Le ferite riportate non sono particolarmente gravi ma complicano ulteriormente le già precarie condizioni di salute: Svevo muore il giorno dopo l’incidente per asma cardiaco dovuto all’enfisema.

il carattere

Il genio dietro una banale normalità

Le biografie dei letterati possiedono talvolta l’aspetto dei romanzi. Passioni travolgenti, amori disperati, personalità forti e contrastate, esistenze avventurose: non è raro, così, imbattersi nello stereotipo del letterato-personaggio, eroe disperato, tragico e spesso in lotta con il proprio tempo. Per quanti sforzi si possano fare, un tale modello non può riferirsi alla figura di Ettore Schmitz, alias Italo Svevo.
Pur con il rispetto e l’ammirazione che si devono a uno dei più importanti narratori del Novecento, non si può che sottoscrivere la descrizione che ha dato della sua esistenza uno scrittore di oggi, Alessandro Piperno: «un manifesto della banalità borghese: accidiosa e laboriosa a un tempo, opportunista, comoda, cinica, priva di impennate, di eroismi, di istanti di autentico pathos».

Un ritratto fuorviante
Basterebbe forse affidarsi alle tante fotografie che lo ritraggono per farsi un’idea della sua vita e del suo carattere: questo impiegato di banca che, come un tipico arrampicatore sociale, diventa un ricco industriale attraverso il matrimonio, ci appare sempre con l’aspetto di un baffuto e opulento borghese immerso nella quiete dorata del proprio salotto. La sigaretta, la partita a tennis, i bagni termali, la passioncella per il violino e l’hobby della scrittura come un passatempo necessario, un ingrediente di una quotidianità senza rischi.
Né per riscattare l’immagine di questo conformismo ci si può appigliare alle testimonianze dei pochi letterati che lo hanno frequentato, perché il ritratto che essi danno di Ettore Schmitz è ben poco edificante.

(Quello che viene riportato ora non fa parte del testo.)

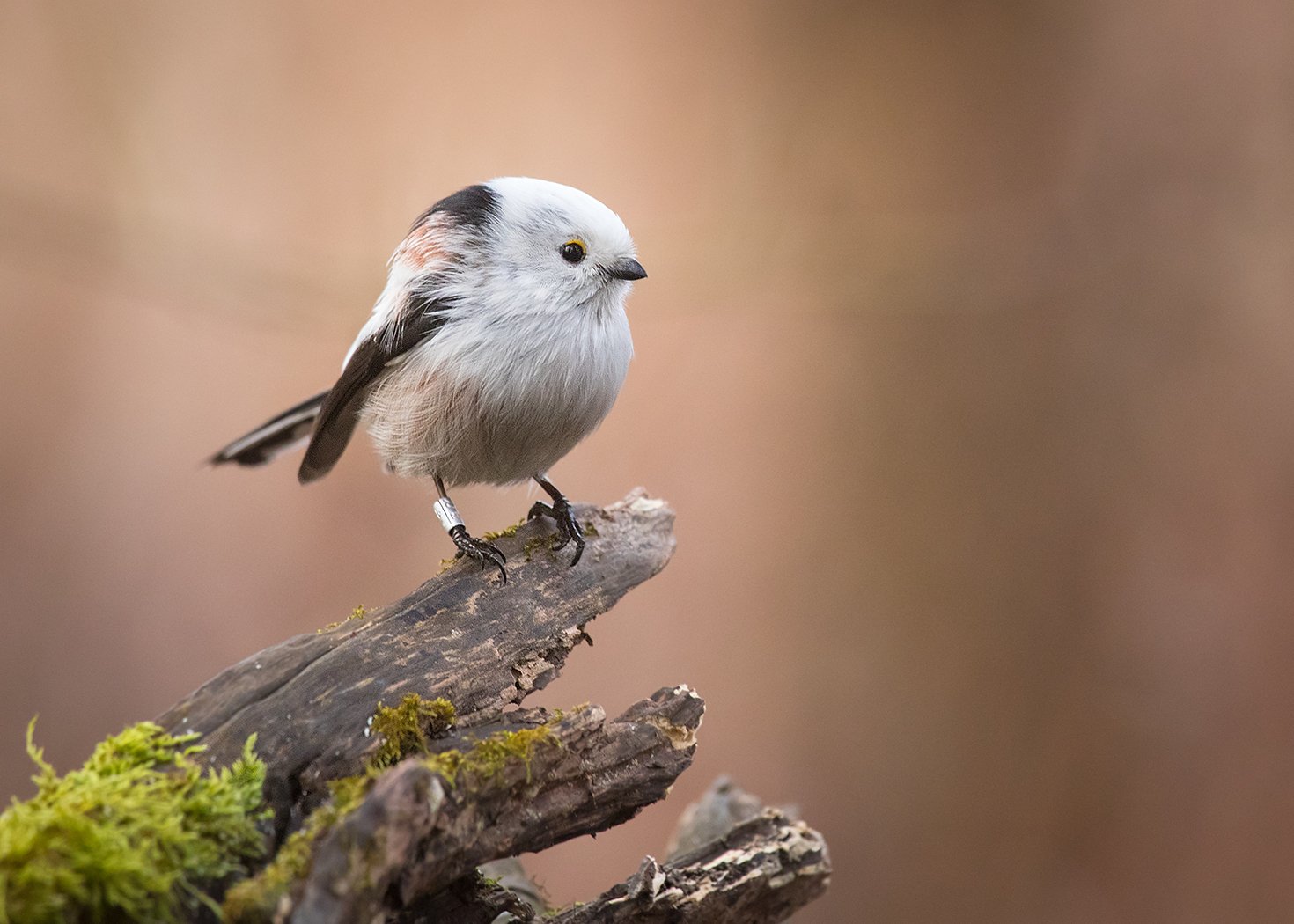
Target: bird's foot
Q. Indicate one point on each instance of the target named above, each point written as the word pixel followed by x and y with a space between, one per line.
pixel 569 527
pixel 478 550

Persino Roberto Bazlen, l’influente intellettuale triestino che ha contribuito alla sua scoperta alla metà degli anni Venti, lo descrive come «stupido, egoista, calcolatore, senza tatto».
Eppure quest’uomo che ha sempre cercato di nascondersi, appagato in apparenza dalle comodità domestiche, in realtà ha depistato tutti, nascondendo sotto la superficie della mediocrità la sua impassibile e tenace investigazione dell’interiorità degli individui.
E rimane un segreto come un borghese qualunque e tanto a suo agio nella ritualità un po’ snob del benessere mercantile sia stato capace di coltivare fino all’ultimo, sotto le false sembianze del dilettante, una dissacrante e sovversiva attività di profondo, impietoso e sorprendente indagatore della coscienza collettiva.